Cloutier J F, Castonguay A
Laboratory of Cancer Etiology and Chemoprevention, Faculty of Pharmacy, Laval University, Quebec City, Canada.
Chem Biol Interact. 1998 Mar 12;110(1-2):7-25. doi: 10.1016/s0009-2797(97)00114-2.
The tobacco specific nitrosamine 4-(methylnitrosamino)-1-(3-pyridyl)-1-butanone (NNK) is present in tobacco smoke and is hepatocarcinogenic in rats. Its bioactivation in rat hepatocytes leads to methylation and pyridyloxobutylation of DNA. Rat hepatocytes were cultured in serum-free William medium E on collagen-coated dishes. We demonstrated that some enzymes of the base and/or excision-repair pathways were involved in repair of NNK-induced DNA damage, measured by [methyl-3H] thymidine incorporation. Unscheduled DNA synthesis (UDS) induced by N-methyl-N-nitrosourea (MNU), NNK, N'-nitrosonornicotine (NNN) and 4-(acetoxymethylnitrosamino)-1-(3-pyridyl)-1-butanone (NNKOAc) increased 2.9-, 2.8-, 1.5- and 3.5-fold, respectively, suggesting that methylated and/or pyridyloxobutylated-DNA by these four nitroso compounds is repaired by the excision pathway. Moreover, levels of NNK-induced UDS were dose (1-3 mM) and time (1-18 h) dependent. Enzymes involved in the excision repair pathways were selectively inhibited. Inhibitors of DNA topoisomerase I (camptothecin) and topoisomerase II (etoposide, nalidixic acid) did not decrease the induction of UDS, suggesting that topoisomerases are not involved in the repair of NNK-induced damage. While aphidicolin and arabinocytidine (DNA polymerase alpha, delta, epsilon inhibitors) totally inhibited NNK- and NNKOAc-induced UDS, dideoxythymidine (DNA polymerase beta inhibitor) inhibited NNK- and NNKOAc-induced UDS by 40 and 33%, respectively. We conclude that DNA polymerase alpha, delta or epsilon and to a lesser degree polymerase beta are involved in the repair of pyridyloxobutylated DNA. Previous studies showed that inhibition of poly(ADP-ribosyl) polymerase (PARP) by 3-aminobenzamide (3-ab) facilitated DNA ligation. Our results demonstrate that 3-ab increased NNK-induced UDS, but does not affect NNKOAc-induced UDS. These observations suggest that the ligation step is rate limiting in the repair of methylated DNA but not of pyridyloxobutylated DNA.

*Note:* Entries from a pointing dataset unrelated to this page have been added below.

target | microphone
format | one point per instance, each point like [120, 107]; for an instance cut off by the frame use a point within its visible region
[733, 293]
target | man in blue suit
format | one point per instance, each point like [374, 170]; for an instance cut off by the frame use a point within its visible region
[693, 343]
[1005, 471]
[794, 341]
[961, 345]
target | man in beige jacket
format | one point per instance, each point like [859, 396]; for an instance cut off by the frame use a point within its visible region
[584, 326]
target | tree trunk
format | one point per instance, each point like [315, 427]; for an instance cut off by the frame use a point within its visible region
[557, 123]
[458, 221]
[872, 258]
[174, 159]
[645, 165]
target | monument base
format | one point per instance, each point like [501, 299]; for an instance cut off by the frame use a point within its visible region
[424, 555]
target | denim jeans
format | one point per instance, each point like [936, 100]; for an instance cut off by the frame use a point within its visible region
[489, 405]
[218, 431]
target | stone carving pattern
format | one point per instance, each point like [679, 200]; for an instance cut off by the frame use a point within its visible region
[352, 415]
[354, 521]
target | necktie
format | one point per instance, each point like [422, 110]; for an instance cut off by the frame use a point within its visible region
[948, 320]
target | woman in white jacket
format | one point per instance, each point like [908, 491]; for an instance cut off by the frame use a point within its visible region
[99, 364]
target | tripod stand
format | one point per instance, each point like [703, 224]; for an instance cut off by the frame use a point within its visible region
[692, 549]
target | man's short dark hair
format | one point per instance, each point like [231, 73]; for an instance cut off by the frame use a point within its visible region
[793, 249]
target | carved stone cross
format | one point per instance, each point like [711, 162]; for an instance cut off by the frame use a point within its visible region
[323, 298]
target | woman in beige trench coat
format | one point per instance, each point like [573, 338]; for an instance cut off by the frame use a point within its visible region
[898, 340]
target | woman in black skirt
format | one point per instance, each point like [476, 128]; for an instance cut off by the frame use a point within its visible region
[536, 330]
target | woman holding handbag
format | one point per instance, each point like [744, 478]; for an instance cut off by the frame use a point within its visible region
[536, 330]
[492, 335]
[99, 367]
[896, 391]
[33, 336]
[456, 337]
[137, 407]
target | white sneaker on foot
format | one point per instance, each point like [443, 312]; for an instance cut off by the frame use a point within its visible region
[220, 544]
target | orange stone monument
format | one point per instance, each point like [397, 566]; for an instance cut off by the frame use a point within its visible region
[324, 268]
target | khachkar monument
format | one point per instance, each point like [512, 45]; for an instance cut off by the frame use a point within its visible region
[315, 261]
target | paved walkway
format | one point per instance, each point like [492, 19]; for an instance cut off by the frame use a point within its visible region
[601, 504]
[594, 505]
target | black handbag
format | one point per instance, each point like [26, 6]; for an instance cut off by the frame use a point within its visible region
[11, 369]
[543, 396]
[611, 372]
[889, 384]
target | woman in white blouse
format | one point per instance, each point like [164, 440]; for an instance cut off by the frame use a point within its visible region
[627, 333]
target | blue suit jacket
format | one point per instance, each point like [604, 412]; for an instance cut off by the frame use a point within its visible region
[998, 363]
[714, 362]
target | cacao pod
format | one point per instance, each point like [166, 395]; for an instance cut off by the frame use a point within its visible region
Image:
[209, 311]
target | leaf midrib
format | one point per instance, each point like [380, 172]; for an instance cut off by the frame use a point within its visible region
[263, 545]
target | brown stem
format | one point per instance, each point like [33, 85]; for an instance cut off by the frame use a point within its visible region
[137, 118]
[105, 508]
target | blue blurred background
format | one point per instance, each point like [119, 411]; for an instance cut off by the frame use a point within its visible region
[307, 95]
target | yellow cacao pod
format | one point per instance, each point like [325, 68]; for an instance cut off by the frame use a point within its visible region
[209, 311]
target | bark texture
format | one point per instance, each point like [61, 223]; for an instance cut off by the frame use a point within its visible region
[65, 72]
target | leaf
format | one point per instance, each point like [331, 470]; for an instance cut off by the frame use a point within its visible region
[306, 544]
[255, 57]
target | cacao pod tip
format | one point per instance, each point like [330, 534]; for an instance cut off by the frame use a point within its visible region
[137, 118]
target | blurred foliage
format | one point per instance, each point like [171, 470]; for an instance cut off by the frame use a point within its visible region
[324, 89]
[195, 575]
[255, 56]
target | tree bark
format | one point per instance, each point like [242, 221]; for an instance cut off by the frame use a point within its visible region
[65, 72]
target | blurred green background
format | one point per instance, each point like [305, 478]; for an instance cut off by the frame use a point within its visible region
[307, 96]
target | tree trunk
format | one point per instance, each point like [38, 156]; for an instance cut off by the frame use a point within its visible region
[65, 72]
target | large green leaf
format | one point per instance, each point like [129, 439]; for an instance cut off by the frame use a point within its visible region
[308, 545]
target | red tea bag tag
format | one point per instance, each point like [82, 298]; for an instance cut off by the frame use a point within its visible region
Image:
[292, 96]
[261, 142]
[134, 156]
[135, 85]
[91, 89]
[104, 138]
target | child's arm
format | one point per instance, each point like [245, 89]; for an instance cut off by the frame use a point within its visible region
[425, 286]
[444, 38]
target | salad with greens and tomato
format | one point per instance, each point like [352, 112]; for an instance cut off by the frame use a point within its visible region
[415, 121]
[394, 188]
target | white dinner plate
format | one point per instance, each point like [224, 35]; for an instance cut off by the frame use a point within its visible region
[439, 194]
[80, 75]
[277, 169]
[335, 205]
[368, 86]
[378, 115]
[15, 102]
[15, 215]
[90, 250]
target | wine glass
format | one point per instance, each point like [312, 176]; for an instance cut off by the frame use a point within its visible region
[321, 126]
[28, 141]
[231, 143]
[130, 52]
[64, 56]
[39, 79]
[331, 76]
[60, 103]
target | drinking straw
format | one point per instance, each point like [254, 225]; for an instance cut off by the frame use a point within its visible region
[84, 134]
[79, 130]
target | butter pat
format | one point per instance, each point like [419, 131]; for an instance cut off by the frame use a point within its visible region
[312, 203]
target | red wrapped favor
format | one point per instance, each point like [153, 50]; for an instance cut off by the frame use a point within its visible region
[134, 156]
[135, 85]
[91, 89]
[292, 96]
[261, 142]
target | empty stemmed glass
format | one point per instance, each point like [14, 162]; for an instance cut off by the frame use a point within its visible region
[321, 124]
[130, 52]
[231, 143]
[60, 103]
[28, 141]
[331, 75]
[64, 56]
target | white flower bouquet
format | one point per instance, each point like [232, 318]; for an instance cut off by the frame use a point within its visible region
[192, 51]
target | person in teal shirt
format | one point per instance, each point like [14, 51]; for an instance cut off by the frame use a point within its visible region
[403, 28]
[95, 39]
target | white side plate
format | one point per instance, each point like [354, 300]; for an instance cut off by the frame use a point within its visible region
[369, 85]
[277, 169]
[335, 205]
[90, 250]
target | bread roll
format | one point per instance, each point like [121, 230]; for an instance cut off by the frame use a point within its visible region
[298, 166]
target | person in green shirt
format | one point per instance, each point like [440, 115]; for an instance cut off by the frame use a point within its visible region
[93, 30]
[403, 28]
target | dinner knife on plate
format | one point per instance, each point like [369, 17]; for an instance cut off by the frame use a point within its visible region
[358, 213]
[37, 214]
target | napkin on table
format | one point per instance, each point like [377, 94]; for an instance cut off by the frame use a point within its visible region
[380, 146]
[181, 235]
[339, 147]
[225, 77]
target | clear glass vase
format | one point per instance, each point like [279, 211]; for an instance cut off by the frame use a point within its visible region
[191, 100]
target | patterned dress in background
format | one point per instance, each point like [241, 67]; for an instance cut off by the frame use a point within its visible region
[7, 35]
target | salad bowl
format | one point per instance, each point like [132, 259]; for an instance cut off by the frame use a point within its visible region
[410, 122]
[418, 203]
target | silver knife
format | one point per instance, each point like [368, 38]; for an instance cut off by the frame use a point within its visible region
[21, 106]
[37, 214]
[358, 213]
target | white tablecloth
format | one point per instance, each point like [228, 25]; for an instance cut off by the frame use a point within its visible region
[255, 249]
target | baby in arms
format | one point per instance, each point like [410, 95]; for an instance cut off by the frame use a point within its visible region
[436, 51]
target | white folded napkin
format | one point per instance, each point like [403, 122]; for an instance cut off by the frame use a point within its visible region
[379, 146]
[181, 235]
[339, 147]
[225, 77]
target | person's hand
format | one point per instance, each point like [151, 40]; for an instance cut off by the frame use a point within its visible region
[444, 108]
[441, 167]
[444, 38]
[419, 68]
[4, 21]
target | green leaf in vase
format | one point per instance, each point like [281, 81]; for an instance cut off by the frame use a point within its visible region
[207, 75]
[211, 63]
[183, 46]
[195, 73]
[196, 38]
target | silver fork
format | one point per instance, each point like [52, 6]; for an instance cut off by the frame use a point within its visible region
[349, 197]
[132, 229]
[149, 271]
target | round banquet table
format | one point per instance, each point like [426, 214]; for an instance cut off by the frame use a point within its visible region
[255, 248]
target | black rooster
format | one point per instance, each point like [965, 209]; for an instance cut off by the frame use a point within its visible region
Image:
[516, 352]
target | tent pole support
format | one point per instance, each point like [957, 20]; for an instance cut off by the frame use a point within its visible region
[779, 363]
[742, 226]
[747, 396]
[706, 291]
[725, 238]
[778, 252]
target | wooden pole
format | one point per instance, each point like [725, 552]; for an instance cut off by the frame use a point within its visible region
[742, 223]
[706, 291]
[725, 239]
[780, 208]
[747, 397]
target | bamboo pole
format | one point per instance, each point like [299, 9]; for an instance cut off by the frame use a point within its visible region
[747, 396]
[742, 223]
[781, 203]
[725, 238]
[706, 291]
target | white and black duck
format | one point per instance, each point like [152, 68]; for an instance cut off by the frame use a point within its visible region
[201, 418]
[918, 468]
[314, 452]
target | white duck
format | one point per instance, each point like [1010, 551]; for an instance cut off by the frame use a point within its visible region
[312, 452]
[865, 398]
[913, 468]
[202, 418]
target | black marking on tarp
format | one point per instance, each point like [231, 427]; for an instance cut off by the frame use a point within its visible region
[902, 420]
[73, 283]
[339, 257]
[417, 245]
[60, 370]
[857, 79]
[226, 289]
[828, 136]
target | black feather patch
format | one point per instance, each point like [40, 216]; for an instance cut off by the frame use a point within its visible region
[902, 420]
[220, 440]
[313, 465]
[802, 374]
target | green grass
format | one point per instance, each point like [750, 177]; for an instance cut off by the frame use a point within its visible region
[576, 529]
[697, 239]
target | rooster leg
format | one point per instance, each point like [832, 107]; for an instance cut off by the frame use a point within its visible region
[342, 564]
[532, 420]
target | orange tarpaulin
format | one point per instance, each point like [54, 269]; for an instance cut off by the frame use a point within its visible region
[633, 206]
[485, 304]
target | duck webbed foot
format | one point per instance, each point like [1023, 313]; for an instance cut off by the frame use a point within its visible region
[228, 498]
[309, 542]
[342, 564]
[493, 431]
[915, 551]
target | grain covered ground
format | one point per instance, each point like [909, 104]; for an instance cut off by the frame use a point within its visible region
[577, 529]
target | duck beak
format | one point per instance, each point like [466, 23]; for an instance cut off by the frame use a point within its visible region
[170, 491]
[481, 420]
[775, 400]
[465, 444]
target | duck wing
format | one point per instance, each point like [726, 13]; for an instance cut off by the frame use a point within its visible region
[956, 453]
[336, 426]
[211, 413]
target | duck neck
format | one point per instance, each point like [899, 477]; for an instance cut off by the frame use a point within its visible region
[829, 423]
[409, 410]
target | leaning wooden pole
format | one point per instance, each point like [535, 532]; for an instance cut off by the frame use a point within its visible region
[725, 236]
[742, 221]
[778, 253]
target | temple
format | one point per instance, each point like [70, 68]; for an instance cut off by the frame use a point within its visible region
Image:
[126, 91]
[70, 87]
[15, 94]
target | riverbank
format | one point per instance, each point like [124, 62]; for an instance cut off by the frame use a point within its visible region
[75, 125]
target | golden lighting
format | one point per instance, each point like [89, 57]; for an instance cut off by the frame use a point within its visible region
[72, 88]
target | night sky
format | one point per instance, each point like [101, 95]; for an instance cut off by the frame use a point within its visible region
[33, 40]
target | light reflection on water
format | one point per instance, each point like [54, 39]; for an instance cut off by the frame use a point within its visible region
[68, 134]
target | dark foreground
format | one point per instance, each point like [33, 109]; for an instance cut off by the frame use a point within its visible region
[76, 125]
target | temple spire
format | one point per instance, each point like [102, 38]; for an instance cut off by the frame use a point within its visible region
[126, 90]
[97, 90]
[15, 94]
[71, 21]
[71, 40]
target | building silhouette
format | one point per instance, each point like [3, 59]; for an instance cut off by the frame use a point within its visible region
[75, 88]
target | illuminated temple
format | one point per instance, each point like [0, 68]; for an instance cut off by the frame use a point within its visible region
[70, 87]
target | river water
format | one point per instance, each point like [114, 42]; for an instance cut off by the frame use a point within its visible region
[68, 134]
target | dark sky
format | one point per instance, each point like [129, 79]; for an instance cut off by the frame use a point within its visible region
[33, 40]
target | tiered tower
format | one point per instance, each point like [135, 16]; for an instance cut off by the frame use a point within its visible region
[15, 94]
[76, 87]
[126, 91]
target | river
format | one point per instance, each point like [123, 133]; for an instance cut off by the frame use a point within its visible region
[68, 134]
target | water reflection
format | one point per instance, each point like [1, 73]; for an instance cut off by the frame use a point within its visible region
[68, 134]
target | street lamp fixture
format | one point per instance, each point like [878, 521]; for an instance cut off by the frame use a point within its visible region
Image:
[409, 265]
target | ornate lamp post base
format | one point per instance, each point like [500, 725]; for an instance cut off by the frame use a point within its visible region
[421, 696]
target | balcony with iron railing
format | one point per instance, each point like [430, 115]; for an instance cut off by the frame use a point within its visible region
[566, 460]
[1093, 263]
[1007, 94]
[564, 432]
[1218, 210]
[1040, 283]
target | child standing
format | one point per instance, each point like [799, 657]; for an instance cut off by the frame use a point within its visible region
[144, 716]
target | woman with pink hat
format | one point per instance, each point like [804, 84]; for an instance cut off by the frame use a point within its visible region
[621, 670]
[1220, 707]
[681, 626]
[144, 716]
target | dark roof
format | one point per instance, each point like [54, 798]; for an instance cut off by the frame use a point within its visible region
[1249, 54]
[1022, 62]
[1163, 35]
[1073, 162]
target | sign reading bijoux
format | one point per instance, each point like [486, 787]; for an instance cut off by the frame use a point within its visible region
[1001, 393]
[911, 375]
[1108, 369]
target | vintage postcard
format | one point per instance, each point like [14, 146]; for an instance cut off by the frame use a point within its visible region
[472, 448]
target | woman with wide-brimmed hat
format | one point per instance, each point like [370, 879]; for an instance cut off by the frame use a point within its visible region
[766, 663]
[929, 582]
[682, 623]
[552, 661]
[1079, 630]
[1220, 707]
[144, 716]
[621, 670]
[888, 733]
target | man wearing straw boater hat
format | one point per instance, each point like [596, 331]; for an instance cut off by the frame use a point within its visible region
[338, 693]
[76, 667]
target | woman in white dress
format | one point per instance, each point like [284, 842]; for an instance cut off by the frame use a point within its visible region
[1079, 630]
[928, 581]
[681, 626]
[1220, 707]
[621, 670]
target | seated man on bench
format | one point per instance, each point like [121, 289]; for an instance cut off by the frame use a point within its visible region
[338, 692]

烟草特有的亚硝胺4-(甲基亚硝胺基)-1-(3-吡啶基)-1-丁酮(NNK)存在于烟草烟雾中,对大鼠具有肝致癌性。它在大鼠肝细胞中的生物活化导致DNA的甲基化和吡啶氧基丁基化。大鼠肝细胞在无血清的威廉培养基E中,于胶原包被的培养皿上培养。我们证明,通过[甲基-3H]胸苷掺入法测定,碱基和/或切除修复途径的一些酶参与了NNK诱导的DNA损伤的修复。由N-甲基-N-亚硝基脲(MNU)、NNK、N'-亚硝基降烟碱(NNN)和4-(乙酰氧基亚硝胺基)-1-(3-吡啶基)-1-丁酮(NNKOAc)诱导的非预定DNA合成(UDS)分别增加了2.9倍、2.8倍、1.5倍和3.5倍,这表明这四种亚硝基化合物导致的甲基化和/或吡啶氧基丁基化的DNA通过切除途径进行修复。此外,NNK诱导的UDS水平呈剂量(1-3 mM)和时间(1-18小时)依赖性。参与切除修复途径的酶被选择性抑制。DNA拓扑异构酶I(喜树碱)和拓扑异构酶II(依托泊苷、萘啶酸)的抑制剂并没有降低UDS诱导,这表明拓扑异构酶不参与NNK诱导损伤的修复。虽然阿非科林和阿糖胞苷(DNA聚合酶α、δ、ε抑制剂)完全抑制了NNK和NNKOAc诱导的UDS,但双脱氧胸苷(DNA聚合酶β抑制剂)分别抑制了NNK和NNKOAc诱导的UDS的40%和33%。我们得出结论,DNA聚合酶α、δ或ε以及程度较轻的聚合酶β参与了吡啶氧基丁基化DNA的修复。先前的研究表明,3-氨基苯甲酰胺(3-ab)对聚(ADP-核糖基)聚合酶(PARP)的抑制促进了DNA连接。我们的结果表明,3-ab增加了NNK诱导的UDS,但不影响NNKOAc诱导的UDS。这些观察结果表明,连接步骤在甲基化DNA的修复中是限速步骤,但在吡啶氧基丁基化DNA的修复中不是。